With no assigned parking space, we park our car on the quiet suburban Toronto street in front of our building. Eight to nine months of the year this parking arrangement is only a minor inconvenience.
Saturday morning, before my lovely wife drove our children to Jiu Jitsu, I cleaned the snow off our car and made a path to ensure the car would not become stuck in the snow as it drove away from the curb. After my family left, I continued to shovel; I shoveled enough snow off the street to clear four parking spots.
Our street is conveniently situated for motorists who are visiting local businesses, and, on week days, parking is not always easy to find. As I spent half an hour dodging cars to clear snow-covered, on-street parking spots, I thought about what neighbors might think as they saw a grown man shoveling snow from the street. A younger, more insecure version of me may have stopped, but older, experienced Beau thought it better to shovel on Saturday than complain about no parking on Monday.

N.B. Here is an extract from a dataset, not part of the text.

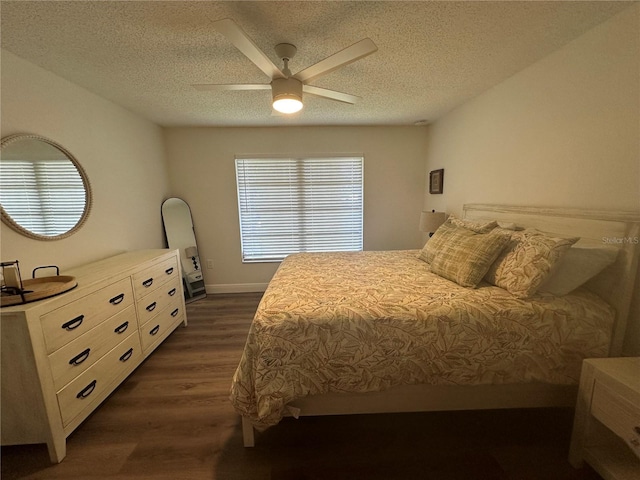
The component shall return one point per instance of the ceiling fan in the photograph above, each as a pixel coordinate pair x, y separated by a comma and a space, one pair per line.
286, 88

Repeating this mantra while I cleared the parking spots, I realized my reason for shoveling the street was analogous to the motivation for investing diligence. If you want to attain financial security or financial independence, you need to put in the work today. Even if researching stocks or reading a fund prospectus is not your idea of fun, you need a plan to achieve your goals. Compound returns are powerful, but only useful to those with the ambition to set goals, create a plan, and execute.
Want to retire (financial independence)? Do you want to afford a vacation every six months, or have the means to put your kids through college? It is better to have a financial plan today than complain about your finances when you are older.